9. *Author and Newsletter*: - Alvaro Duran, author of “The Payments Engineer Playbook”, emphasizes the importance of sharing and learning from real-world experiences in payments systems. - Encourages readers to engage with the content and share it with colleagues for broader impact.

Articles like these need TL;DR Testing in prod is a tale as old as time.

It would have been more insightful to cover the underlying infra/tech that enables this seamlessly.

> For Uber, every deployment is an experiment

Blindly experimenting without a clear hypothesis is a great way to ship statistical noise.

my hot take is to test in every environment... what a concept. the even deeper hot take here is to reimplement mocks of your integrated environments AND THEN IMPLEMENT THEIR SYSTEMS! the process of good testing has a side effect of eventually eliminating technical debt, because those same set of tests that ensure your application is working can test if your reimplementation of your upstream integration is working! ta da you are now a growth company.

Reminder that if you test a live payment on a new Stripe deployment, you will get INSTANTLY banned. Don't do a live test with a credit card in your name !!

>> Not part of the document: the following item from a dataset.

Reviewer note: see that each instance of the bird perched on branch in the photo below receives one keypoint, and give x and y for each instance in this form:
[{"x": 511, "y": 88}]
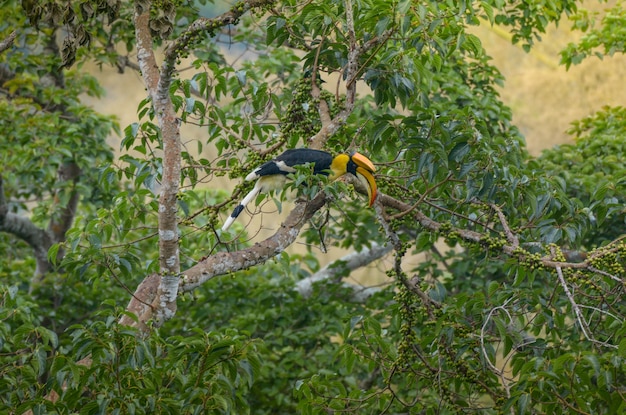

> For Uber, every deployment is an experiment

Me: Let's do that!

Boss: Ummm...

Testing in Production

The Crowdstrike philosophy /s

TLDR: some bugs can only happen in a real production environment, so expect them and be ready when deploying. Thinking your deploy will be ok because staging env passed all tests is delusional.

Or, one could test in production-parallel deployment. Clone all requests to a parallel test system, use the same production data for enrichment and validation for both, the current production system and the new one. And automatically compare the outputs from both systems for those fields that have to be the same between the systems, and test the expected changed outputs automatically.

Once there are no errors in the new system, you start switching over the systems in a controlled manner where the new system increasingly takes on the production role, and the old one still processes cloned requests for a while as a sanity check…

This way you don’t need an unrealistic staging environment, and you are not introducing any errors into production.

It worked more than 20 years ago when I architected this for a system that had to process 50M transactions every hour.